Development Strategy

Net special commission income accounted for 66% of Riyad Bank’s 2013 revenues. The bank’s management has focused on maintaining net special income margins and it has slowly replaced its high cost time deposits with non-interest bearing demand deposits (44% of total deposits in 2013 versus 28% in 2008). Indeed, in contrast to many of its peers, Riyad Bank’s margins have been broadly stable at 2.35-2.4% of average assets since 2010. Fee income represented 26% of the bank’s revenues. Riyad Bank has a strong corporate banking franchise (with a loan market share of 13% as of December 2013), hence it could be a key beneficiary of any increased demand for banking products from this segment, particularly in relation to fee income. Higher public spending could help support corporate banking volume growth.

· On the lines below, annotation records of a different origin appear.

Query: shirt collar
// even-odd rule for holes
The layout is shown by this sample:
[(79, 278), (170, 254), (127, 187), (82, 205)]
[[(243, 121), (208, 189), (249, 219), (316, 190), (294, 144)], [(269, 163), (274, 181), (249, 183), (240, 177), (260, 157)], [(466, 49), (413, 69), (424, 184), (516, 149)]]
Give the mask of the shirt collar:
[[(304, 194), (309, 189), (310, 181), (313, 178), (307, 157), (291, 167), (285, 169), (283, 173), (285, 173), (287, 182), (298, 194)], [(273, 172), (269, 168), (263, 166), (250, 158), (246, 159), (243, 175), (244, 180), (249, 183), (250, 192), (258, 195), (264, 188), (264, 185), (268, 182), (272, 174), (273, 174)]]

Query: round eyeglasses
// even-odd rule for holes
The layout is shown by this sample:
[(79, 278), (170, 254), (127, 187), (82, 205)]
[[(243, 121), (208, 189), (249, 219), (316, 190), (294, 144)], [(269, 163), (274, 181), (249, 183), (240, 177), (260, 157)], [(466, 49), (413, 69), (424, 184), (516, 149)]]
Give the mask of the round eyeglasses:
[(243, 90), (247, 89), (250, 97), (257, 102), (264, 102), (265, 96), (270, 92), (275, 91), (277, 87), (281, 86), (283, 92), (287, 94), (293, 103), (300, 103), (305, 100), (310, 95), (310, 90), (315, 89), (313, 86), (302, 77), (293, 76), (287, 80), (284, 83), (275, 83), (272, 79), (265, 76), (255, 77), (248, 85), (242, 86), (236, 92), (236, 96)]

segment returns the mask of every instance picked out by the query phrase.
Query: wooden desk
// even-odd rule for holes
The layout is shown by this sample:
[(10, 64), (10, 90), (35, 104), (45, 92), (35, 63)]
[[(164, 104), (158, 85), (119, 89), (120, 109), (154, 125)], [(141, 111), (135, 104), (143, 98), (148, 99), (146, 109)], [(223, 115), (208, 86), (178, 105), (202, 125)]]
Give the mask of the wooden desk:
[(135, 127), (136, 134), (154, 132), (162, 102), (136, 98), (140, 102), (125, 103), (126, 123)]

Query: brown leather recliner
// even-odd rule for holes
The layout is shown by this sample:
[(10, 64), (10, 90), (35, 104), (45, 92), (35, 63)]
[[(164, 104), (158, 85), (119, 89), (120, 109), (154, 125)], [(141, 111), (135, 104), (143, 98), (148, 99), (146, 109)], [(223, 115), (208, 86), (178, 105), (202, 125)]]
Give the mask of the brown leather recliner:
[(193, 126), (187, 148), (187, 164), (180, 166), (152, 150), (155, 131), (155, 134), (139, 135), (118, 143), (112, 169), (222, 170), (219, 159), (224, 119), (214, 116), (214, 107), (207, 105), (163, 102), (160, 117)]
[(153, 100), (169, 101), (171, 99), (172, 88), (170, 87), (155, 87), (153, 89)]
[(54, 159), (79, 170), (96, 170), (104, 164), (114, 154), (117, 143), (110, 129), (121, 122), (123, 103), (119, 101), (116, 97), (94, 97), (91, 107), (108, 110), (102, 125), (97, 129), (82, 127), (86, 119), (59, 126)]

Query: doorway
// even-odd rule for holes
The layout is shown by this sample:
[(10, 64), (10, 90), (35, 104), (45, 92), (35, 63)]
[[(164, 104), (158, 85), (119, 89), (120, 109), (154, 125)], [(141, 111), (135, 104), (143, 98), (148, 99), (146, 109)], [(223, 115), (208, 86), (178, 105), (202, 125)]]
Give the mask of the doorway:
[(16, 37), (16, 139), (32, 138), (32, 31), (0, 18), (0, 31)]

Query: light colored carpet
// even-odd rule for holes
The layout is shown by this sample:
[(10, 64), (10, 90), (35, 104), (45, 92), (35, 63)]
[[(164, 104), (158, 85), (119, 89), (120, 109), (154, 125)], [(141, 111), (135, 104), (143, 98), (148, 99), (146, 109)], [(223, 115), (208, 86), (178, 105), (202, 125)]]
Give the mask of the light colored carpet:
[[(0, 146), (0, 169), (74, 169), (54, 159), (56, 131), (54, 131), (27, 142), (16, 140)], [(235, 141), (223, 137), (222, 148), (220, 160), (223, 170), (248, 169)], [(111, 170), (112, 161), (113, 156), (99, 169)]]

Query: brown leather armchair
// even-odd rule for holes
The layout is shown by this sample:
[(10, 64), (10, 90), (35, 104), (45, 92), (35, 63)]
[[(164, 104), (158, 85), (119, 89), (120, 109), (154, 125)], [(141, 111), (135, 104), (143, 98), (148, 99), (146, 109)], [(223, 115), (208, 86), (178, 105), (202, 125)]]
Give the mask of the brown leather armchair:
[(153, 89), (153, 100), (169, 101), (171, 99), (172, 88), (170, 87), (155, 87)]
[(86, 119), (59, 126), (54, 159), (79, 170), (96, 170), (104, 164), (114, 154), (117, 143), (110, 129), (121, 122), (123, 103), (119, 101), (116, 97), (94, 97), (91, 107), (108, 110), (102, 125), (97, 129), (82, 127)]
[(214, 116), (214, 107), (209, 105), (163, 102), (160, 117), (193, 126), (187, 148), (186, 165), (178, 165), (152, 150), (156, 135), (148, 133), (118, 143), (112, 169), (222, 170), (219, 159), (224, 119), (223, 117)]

Since 2008, Riyad Bank’s revenues have grown by 6% per annum on average. Net special commission income has advanced by 4% per year, broadly in line with the 5% annual growth on the balance sheet. Fee income growth has averaged 9% per annum, although with some volatility. Operating cost growth has averaged 4%, in line with revenues, while the cost-to-income ratio has hovered between 35-40%, from 36.4% in 2013. Over 2008-13, pre-provision profit grew 8% per year. With credit risk costs averaging an annual 65 basis points of net loans (below the 86 point sector average), Riyad Bank has delivered 8% annual net income growth. Return on equity has remained reasonably stable over this period, within the 10-12% range. Capitalisation levels have remained robust; at the end of 2013, the bank’s Tier 1 ratio stood at 16.6%, after averaging 15.7% since 2008. The total capital ratio was 17.1%, while the equity/assets ratio was 16.5%. Riyad Bank enjoys superior asset quality metrics compared to its peers; with provisions coverage at 155%, non-performing loans to net loans stood at 1% in March 2014 compared to the sector average of 1.3% in December 2013.